Nous travaillons dur et nous aimons manger nos produits du pays ! mais à chaque fois que je me retrouve dans un magasin chinois je menerve vu la manière dont ils nous traitent. Dès que tu rentres dans leur boutique ils te regardent bizarement et dès que tu poses une question des réponses sèches. Une fois un si tu veux tu prends sinon il ya des milliers d'Africains qui viennent toujours acheter.
Comment se fait il que nous n'arrivons pas à ouvrir des boutiques vendant nos propres produits?
Les valeurs qui font de moi ce que je suis sont tirées des valeurs du Sooninkaaxu. Ces valeurs sont mes repères…
Nul bien sans peine !!!
Salam
Tu as parfaitement raison. Rien que Dimanche passé, j'étais à Chateau Rouge pour acheter des produits ( Taxayé, arachide, Kholigné, Foronto dioura ) pour du " Déré " et du " Demba Téré ".
Devine où on a trouvé ces produits exclusifs de nos villages ?
Chez un chinois !!!
Il a osé même me defier que le " Takhayé " ne peut pas venir des feuilles de Baobab. J'étais stupéfait de voir ce chinois me titiller sur un terrain que je maîtrise. Combien de fois, on a coupé des feuilles de grands baobabs pour en faire du " Takhayé Dioura " que l'on utilisait dans la préparation du " Fouto ndo Déréé", Takhiyimbiné. Mais bon , j'avais pas le temps , heureument pour lui.

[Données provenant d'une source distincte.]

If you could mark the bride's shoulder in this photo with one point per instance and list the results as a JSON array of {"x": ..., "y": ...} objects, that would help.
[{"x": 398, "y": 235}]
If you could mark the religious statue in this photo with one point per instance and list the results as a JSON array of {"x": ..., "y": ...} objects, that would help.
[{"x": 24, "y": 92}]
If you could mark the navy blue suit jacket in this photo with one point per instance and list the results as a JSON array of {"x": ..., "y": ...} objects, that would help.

Walaye, je me suis posé la question à savoir ?
Comment un chinois peut être vendeur des produits exclusifs de nos contrées en plein " Afrique " ( Chateau Rouge ).
Il avait l'air de s'y connaitre en tout cas. Il a pris un gardien et travaille avec 2 femmes chinoises. Peut être , les forumistes savent que quel chinois je parle.
C'est bizarre mais comme les chinois sont partout et essaient de s'imiscer dans tout, c'est normal de le voir vendre du Takhayé du Mali au Maliens en France.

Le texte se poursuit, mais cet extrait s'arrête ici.